Centering a transnational feminist cultural studies approach, this course will explore a variety of contemporary visual imaging technologies that privilege the body and encourage students to develop critical analytical skills to interrogate the world in which they currently live. Analyzing the production, circulation, and consumption of visual cultural productions (in addition to their representational aspects), the course will ask what the role of visuality is in constructing ideologies of gender, race, sexuality, and national identity. Specifically we will focus on the ways that visual culture focused on the body travels within and across national borders, and the role of such gendered, racialized, and classed mobilities in colonialisms, capitalisms, and practices of war.

Each week, students will post 1 blog entry about the week's course materials by 9:00 pm on the date listed on the syllabus. Further, students will then post 2 comments on their classmates' blog posts by 9:00 pm on the next day. These comments should be thoughtful considerations, and are the place where you can ask questions about your classmates' posts, respond to questions they pose, link to other visual media, or evaluate what conversations your classmates' posts enable.

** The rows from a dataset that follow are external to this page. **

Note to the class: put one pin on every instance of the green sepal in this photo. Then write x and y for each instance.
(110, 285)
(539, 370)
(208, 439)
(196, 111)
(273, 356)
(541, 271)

I encourage you to embed links in both your blog post and your comments to articles, definitions, and especially images, videos, and other web ephemera that you find relevant to the week's material. This is obviously a class about visual culture and imaging technologies, and I encourage you to link the scholarly articles and cultural productions from class to other visual media you encounter in your lives.

If you are new to blogging, don't fear--we will discuss this assignment throughly on the 1st day of class, as well as go over what constitutes a good blog post.